CALGARY, Alberta – In an effort to bolster its prestigious self-image that was only boosted when it moved to a new Ivy League type campus in the summer of 2013, Bendovus Energy is hoping it can retain and attract the industry’s top talent with a new benefit that it calls 3-ply Thursdays.
The Calgary-based major oil and gas producer made the announcement to its staff and contractors at a press conference just this morning.
The company’s VP of Human Resources took the stage early in the town hall to describe the concept, that it plans to roll out tomorrow morning.
“Sure, some companies offer Flex Fridays, in-house brand name coffee kiosks, unlimited vacation plans, and bring-your-dog-to-work Wednesdays, but we thought we would make a difference where it really counts for everybody – in the rest rooms. We have received numerous complaints about the poor quality of our current toilet roll, and we thought why not include upgraded roll as part of our staff’s total compensation. Done and done.” Mrs. Vicky Snhiderpoop,CHRM, VP Human Resources, Bendovus
The company expects this new benefit to add an intangible element to its staff’s total compensation, that will really boost moral, making each employee’s compensation effectively infinite.
But in an effort to partially offset the costs of some of the best quality toilet paper available in North America, the company will roll out 3-ply Thursdays in a graduated system based on seniority and job title.

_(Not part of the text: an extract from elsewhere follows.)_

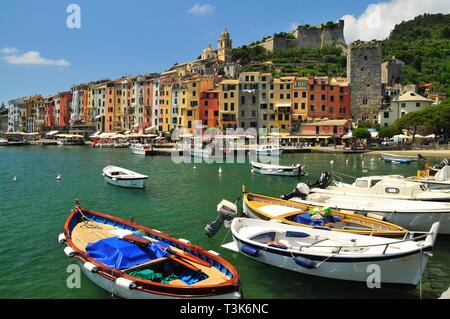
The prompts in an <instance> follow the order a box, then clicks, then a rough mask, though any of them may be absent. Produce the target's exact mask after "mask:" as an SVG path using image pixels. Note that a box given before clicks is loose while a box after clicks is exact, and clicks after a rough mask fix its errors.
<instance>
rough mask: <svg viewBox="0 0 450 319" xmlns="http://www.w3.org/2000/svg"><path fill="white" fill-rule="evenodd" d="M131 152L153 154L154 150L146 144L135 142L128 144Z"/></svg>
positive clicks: (133, 152) (145, 153) (139, 154)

The 3-ply Thursday benefit is summarized below by 2P News chief medical correspondent, Yin Impossibru, LPN, who was in the press area during the company’s town hall:
- The high-end toilet paper is dispensed automatically from a secured machine after the employee’s access card is scanned. 1-3 year employees will get 5 squares per sitting, 4-10 year staff will get 10 squares, and those who have been employed by Bendovus for 11+ years will receive up to 50 squares. In the event that a staff member requires squares in excess of their entitlement, a special request can be made by 2-way voice to the VP of HR. The staffer’s next paycheque will be docked a hefty $5 per additional square.
- IT staffers who have been with Bendovus for over 25 years will have exclusive access to Special Honourary Information Technology stalls. SHIT stalls will be equipped with iPhone docking stations and other high-tech features to keep ITers busy while taking care of business.

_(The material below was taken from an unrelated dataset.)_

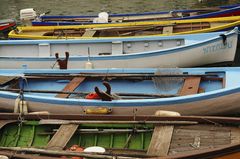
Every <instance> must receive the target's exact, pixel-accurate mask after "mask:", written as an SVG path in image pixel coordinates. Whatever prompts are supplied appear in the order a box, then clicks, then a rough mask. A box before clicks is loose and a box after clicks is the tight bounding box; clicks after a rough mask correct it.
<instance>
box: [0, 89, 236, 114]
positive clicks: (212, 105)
mask: <svg viewBox="0 0 240 159" xmlns="http://www.w3.org/2000/svg"><path fill="white" fill-rule="evenodd" d="M27 103H28V110H29V112H36V111H48V112H50V113H57V114H86V113H85V112H84V111H85V110H86V108H99V107H103V106H99V107H98V106H92V107H91V106H81V105H68V104H50V103H42V102H33V101H28V102H27ZM66 103H67V102H66ZM239 103H240V93H239V92H237V93H234V94H230V95H226V96H221V97H216V98H211V99H206V100H199V101H194V102H185V103H182V104H178V103H175V104H169V105H161V104H159V105H156V106H151V105H150V106H131V105H130V104H129V105H128V106H124V107H121V106H114V105H113V106H109V107H108V108H111V109H112V113H111V114H112V115H123V114H124V115H134V114H135V115H153V114H154V113H155V112H156V111H157V110H169V111H176V112H179V113H180V114H181V115H232V114H238V113H240V105H239ZM14 105H15V99H7V98H0V110H1V111H13V110H14Z"/></svg>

- Senior Executives will have special access to individual 8′ by 8′ bathrooms with luxury appointments that include padded seats wrapped in full-grain calf hide leather. Other creature comforts include 24k gold-plated 3-ply toilet tissue for that rich feel.
2P News reporter Yu Mii was able to catch up with a senior reservoir development engineer with Bendovus after the town hall, and he had the following to say.

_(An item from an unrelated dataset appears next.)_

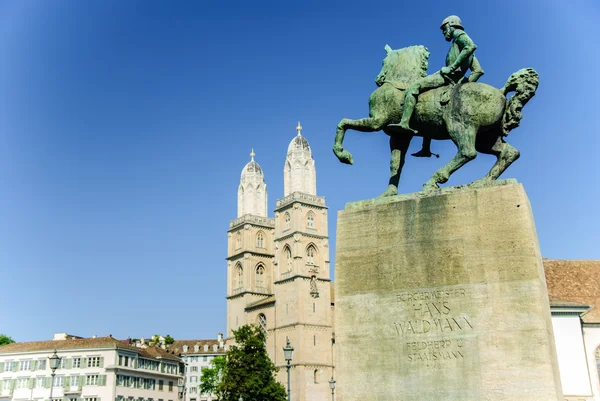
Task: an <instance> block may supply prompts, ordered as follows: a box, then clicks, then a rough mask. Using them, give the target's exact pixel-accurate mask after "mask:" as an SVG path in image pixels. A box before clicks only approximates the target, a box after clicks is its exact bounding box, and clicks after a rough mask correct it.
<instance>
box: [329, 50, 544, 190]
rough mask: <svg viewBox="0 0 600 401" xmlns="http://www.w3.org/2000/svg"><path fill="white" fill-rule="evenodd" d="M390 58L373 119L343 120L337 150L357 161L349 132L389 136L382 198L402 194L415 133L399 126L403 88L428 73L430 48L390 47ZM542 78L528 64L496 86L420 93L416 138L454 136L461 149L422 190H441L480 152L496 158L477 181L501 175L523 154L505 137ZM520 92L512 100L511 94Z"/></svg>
mask: <svg viewBox="0 0 600 401" xmlns="http://www.w3.org/2000/svg"><path fill="white" fill-rule="evenodd" d="M385 50H386V52H387V57H386V58H385V59H384V60H383V67H382V68H381V72H380V73H379V75H377V78H376V80H375V82H376V83H377V85H378V88H377V89H376V90H375V91H374V92H373V93H372V94H371V96H370V97H369V116H370V117H369V118H362V119H360V120H350V119H347V118H344V119H342V120H341V121H340V123H339V124H338V126H337V130H336V135H335V142H334V145H333V152H334V153H335V155H336V156H337V158H338V159H339V160H340V161H341V162H342V163H346V164H352V163H353V160H352V155H351V154H350V152H348V151H347V150H345V149H344V148H343V146H342V143H343V141H344V135H345V133H346V130H348V129H353V130H356V131H362V132H374V131H380V130H383V132H385V133H386V134H387V135H388V136H389V137H390V149H391V153H392V159H391V162H390V181H389V186H388V188H387V189H386V190H385V191H384V192H383V194H381V196H392V195H396V194H397V193H398V183H399V181H400V174H401V172H402V167H403V166H404V161H405V158H406V152H407V150H408V145H409V144H410V141H411V139H412V138H413V136H414V135H410V134H406V133H405V132H404V131H400V130H399V129H398V128H395V127H390V126H389V124H396V123H398V122H399V121H400V118H401V116H402V107H401V106H402V103H403V102H404V90H405V89H406V88H407V87H408V86H409V85H410V84H411V83H412V82H414V81H415V80H416V79H418V78H420V77H423V76H426V70H427V59H428V58H429V52H428V51H427V49H426V48H425V47H423V46H411V47H406V48H404V49H398V50H392V49H391V48H390V47H389V46H387V45H386V46H385ZM538 82H539V76H538V74H537V72H535V70H533V69H531V68H525V69H522V70H519V71H517V72H515V73H514V74H512V75H511V76H510V78H508V81H507V82H506V84H505V85H504V88H502V89H497V88H494V87H492V86H490V85H487V84H483V83H479V82H467V83H459V84H456V85H453V86H446V87H442V88H438V89H433V90H430V91H427V92H424V93H422V94H420V95H419V97H418V102H417V106H416V108H415V112H414V114H413V117H412V119H411V123H410V125H411V127H414V128H416V129H417V130H418V134H417V136H423V137H429V138H431V139H439V140H447V139H451V140H452V141H453V142H454V144H455V145H456V147H457V148H458V151H457V153H456V155H455V156H454V158H453V159H452V160H450V162H448V163H447V164H446V165H445V166H443V167H442V168H440V169H439V170H438V171H436V172H435V173H434V174H433V176H432V177H431V178H430V179H429V180H428V181H427V182H426V183H425V184H424V185H423V190H430V189H435V188H439V186H438V184H443V183H445V182H446V181H448V178H449V177H450V175H451V174H452V173H454V172H455V171H456V170H458V169H459V168H461V167H462V166H463V165H465V164H466V163H467V162H469V161H471V160H473V159H474V158H475V157H476V156H477V152H481V153H487V154H492V155H494V156H496V158H497V161H496V163H495V164H494V166H493V167H492V169H491V170H490V171H489V172H488V173H487V175H486V176H485V177H483V178H481V179H479V180H477V181H476V182H485V181H492V180H495V179H497V178H498V177H499V176H500V175H501V174H502V173H503V172H504V170H506V168H507V167H508V166H510V164H511V163H512V162H514V161H515V160H517V159H518V158H519V151H518V150H517V149H515V148H514V147H512V146H511V145H510V144H508V143H507V142H506V141H505V137H506V135H508V133H509V132H510V130H512V129H513V128H516V127H518V126H519V123H520V120H521V118H522V114H521V110H522V108H523V106H524V105H525V104H526V103H527V102H528V101H529V99H531V98H532V97H533V96H534V95H535V91H536V89H537V86H538ZM509 92H515V94H514V95H513V96H512V97H511V98H510V99H507V98H506V94H507V93H509Z"/></svg>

“I’ve often questioned why I continue to work for a place that offers only 1-ply loo roll, and it’s not even the soft stuff. In fact, it is so thin, that I’d consider it 1/2-ply. I was very close to tendering my resignation after 27 years with Bendovus until this morning’s town hall and news of this benefit. I think I’m a lifer now, thanks to our creative HR department and their value-adding, forwarding thinking! What would we do without HR people?!” – Bruce McShluushy, engineer
When asked about how she feels her company’s rivals will take to the ground breaking new benefit that Bendovus is offering, the company’s VP of HR replied, “I fully expect this initiative to spark some type of movement in our industry after other companies have executed fecebility studies with poo diligence. Why? Because it hasn’t been dung before. Butt until our peers, including EnCrapa Corpooration, are able to offer similar enhanced benefits packages, I offer this steaming nugget of advice: we plan to wipe up the competition.”
[Editor: I can’t believe we published that last quote, because it was nowhere near punny.]